Air France et Matthias Giroud : que valent vraiment ces nouveaux cocktails en vol ?
Selon Air France, la compagnie s’associe au chef mixologue Matthias Giroud pour lancer une nouvelle offre de cocktails dans toutes ses cabines long-courriers.

Deux créations sont annoncées: « Quintessence » et « L’instant Cassis ». Pour les amateurs de bar, l’enjeu est précis: juger si cette signature existe réellement dans le verre ou si elle reste un simple habillage de carte.
Une promesse, pas encore une fiche technique
Le dispositif est large: l’offre doit concerner toutes les cabines long-courriers d’Air France. C’est le seul périmètre clairement établi dans les éléments disponibles. La compagnie ne détaille ni la composition, ni le degré d’alcool, ni le profil aromatique des deux cocktails.
Impossible donc de parler de réaction de Maillard, de macération, d’oléosaccharum ou de lactofermentation. Ces procédés ne sont pas mentionnés. Toute description sensorielle serait spéculative.
Le nom « L’instant Cassis » suggère une construction autour du fruit, mais un nom ne suffit pas à déterminer l’équilibre d’une recette. Le cassis peut apporter acidité, sucrosité, tanin et astringence. Sans dosage ni méthode d’extraction, on ne sait pas si le résultat vise la tension, la rondeur ou une finale plus sèche.
Même constat pour « Quintessence ». Le terme annonce une sélection, pas une architecture gustative. Il ne permet pas d’identifier la base spiritueuse, le niveau de dilution ou la place éventuelle de l’amertume.
Le vrai test: la stabilité en cabine
Un cocktail de compagnie aérienne ne se juge pas comme un verre préparé dans un bar spécialisé. La contrainte principale est la reproductibilité. La recette doit conserver son équilibre malgré un service déployé dans toutes les cabines long-courriers.
Trois points méritent d’être vérifiés à la dégustation: l’intensité aromatique, la dilution et la persistance. Un cocktail trop sucré devient vite lourd. Une acidité trop faible laisse l’alcool dominer. Une dilution excessive efface les notes secondaires. Dans les trois cas, la signature du mixologue disparaît.

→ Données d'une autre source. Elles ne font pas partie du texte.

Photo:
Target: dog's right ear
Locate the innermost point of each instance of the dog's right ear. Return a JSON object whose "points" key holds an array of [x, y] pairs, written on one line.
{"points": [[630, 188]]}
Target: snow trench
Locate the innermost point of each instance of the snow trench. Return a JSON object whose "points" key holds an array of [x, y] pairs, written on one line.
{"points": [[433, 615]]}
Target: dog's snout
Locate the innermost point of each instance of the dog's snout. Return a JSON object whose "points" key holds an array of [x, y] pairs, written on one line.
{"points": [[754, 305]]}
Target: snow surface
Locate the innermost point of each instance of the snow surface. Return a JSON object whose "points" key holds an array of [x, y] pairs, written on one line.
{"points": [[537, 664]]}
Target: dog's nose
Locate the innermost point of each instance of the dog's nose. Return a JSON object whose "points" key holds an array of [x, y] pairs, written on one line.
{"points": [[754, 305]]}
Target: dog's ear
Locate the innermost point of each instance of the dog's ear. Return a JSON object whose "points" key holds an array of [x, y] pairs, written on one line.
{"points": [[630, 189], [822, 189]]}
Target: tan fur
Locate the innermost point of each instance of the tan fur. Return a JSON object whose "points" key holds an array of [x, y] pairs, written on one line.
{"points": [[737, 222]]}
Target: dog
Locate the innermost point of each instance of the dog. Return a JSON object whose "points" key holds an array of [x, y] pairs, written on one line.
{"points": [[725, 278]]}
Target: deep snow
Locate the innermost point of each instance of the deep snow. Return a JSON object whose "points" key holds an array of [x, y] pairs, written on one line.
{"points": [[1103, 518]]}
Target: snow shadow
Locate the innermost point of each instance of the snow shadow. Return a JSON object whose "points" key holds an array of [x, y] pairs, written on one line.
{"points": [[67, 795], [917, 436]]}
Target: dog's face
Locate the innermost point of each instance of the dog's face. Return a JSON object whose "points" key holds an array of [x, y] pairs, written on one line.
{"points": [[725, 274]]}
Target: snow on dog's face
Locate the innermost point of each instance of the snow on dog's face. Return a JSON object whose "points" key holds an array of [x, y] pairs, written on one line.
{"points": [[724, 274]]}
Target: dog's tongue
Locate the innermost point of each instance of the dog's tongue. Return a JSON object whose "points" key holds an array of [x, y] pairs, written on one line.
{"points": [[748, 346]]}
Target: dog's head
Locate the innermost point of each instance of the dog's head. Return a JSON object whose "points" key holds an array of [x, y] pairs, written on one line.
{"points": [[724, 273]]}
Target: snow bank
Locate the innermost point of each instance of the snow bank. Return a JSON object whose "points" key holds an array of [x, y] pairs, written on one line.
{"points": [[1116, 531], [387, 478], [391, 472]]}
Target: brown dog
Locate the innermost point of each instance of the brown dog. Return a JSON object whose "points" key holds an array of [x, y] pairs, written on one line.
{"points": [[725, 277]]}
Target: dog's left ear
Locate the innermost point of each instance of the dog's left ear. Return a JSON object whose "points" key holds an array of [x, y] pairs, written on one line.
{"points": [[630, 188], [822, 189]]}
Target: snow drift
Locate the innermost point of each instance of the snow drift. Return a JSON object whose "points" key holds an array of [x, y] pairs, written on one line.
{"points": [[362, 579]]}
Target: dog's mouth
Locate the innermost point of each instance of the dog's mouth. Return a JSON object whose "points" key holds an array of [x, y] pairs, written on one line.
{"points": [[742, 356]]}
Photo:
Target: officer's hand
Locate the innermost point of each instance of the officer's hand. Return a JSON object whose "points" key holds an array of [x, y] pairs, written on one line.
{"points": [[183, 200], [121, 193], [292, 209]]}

La carte courte reste souvent un avantage technique. Le Fat Cat, bar à cocktails toulousain, a choisi six créations saisonnières, dont une revisite épicée du Bloody Mary. Cette comparaison ne permet pas d’évaluer les cocktails d’Air France, mais elle rappelle une règle de bar nette: réduire le nombre de références facilite le contrôle des recettes et donne davantage de lisibilité au client.
Le Bloody Mary du Fat Cat associe vodka, tomates cerises, miel, citron et sriracha. Cette composition est documentée; elle ne doit pas être attribuée à Air France. Elle montre simplement ce qu’une recette lisible permet d’analyser: une base, une acidité, une sucrosité, une composante épicée et une finale longue.
Ce qu’il faudra contrôler au verre
Pour l’offre Air France, le point à vérifier est donc moins le prestige du nom que l’exécution. Le passager devra observer la présence réelle des deux créations dans sa cabine, leur mode de service et leur équilibre en bouche. Les informations disponibles ne permettent pas encore d’aller plus loin.
Verdict provisoire: annonce structurée, mais dégustation impossible à commenter sans composition détaillée. Matthias Giroud apporte une signature identifiable sur le papier. La preuve devra se trouver dans la précision du dosage, la dilution et la tenue aromatique du cocktail.